For the information of serious military geneologists and other researchers, Service Publications has just published "Regimental Numbers". This 64-page booklet lists all of the WWII Service Numbers, by block, and the Units to which they were allotted. Also included is an explanation of post-war service numbers, to 1965.
For price and ordering instructions contact Service Publications directly.
clive@servicepub.com
http://www.servicepub.com


----------



## Michael Dorosh (15 Aug 2000)

Send me a free copy, Clive, and I will post my review to the forum....that ought to get you into legal territory once more...

;-)

Actually, I‘ll bring us back in with this question - why did the Army revert back from SIN numbers to Service Numbers - and why do the letters not correspond to anything?

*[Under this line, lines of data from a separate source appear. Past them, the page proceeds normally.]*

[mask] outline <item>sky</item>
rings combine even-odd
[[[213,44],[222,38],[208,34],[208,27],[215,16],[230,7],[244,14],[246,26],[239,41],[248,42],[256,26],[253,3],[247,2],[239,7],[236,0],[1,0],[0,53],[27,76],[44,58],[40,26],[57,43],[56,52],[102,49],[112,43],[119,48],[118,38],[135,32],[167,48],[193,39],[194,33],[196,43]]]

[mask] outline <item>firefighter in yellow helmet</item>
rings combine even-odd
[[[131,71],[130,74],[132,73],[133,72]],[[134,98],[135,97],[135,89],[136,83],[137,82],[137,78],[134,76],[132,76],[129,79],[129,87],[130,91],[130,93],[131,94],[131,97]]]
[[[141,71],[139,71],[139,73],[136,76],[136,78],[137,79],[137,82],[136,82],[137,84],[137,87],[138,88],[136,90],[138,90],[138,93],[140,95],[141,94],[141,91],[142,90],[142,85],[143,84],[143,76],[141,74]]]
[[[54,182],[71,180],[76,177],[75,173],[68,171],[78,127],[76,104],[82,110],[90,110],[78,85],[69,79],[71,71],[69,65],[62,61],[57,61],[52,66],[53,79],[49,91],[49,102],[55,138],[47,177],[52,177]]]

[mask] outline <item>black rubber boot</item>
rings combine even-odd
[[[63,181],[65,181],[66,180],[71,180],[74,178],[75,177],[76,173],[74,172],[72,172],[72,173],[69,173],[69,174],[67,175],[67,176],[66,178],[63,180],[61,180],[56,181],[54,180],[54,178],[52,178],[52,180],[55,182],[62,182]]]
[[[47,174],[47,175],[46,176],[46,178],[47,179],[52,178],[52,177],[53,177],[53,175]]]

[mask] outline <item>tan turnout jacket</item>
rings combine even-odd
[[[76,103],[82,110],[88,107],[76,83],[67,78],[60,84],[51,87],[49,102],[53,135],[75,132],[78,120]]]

One of the guys in my unit had a SIN ending in 666 - he was pretty disappointed when his SN was assigned - and he had to stop putting the Mark of the Beast on all his kit!


----------



## Mr Magoo (16 Aug 2000)

Actually the use of SINs was never authorised for anything 
other than tax purposes.

An officer I know used a nomimal roll to prove a point about 
how much info you could get with a SIN.  She called RevCan and 
said, "I‘m (co-worker), I‘ve need some info on my taxes from last year."  Then she gave the SIN and was told how much she 
made the year previous and a lot of other info.

I know that other government departments were absolutely horrified to hear that we used SINs on our mail, on the outside of the envelopes.  You can easily assume someone‘s identity that way and not pay any taxes.


----------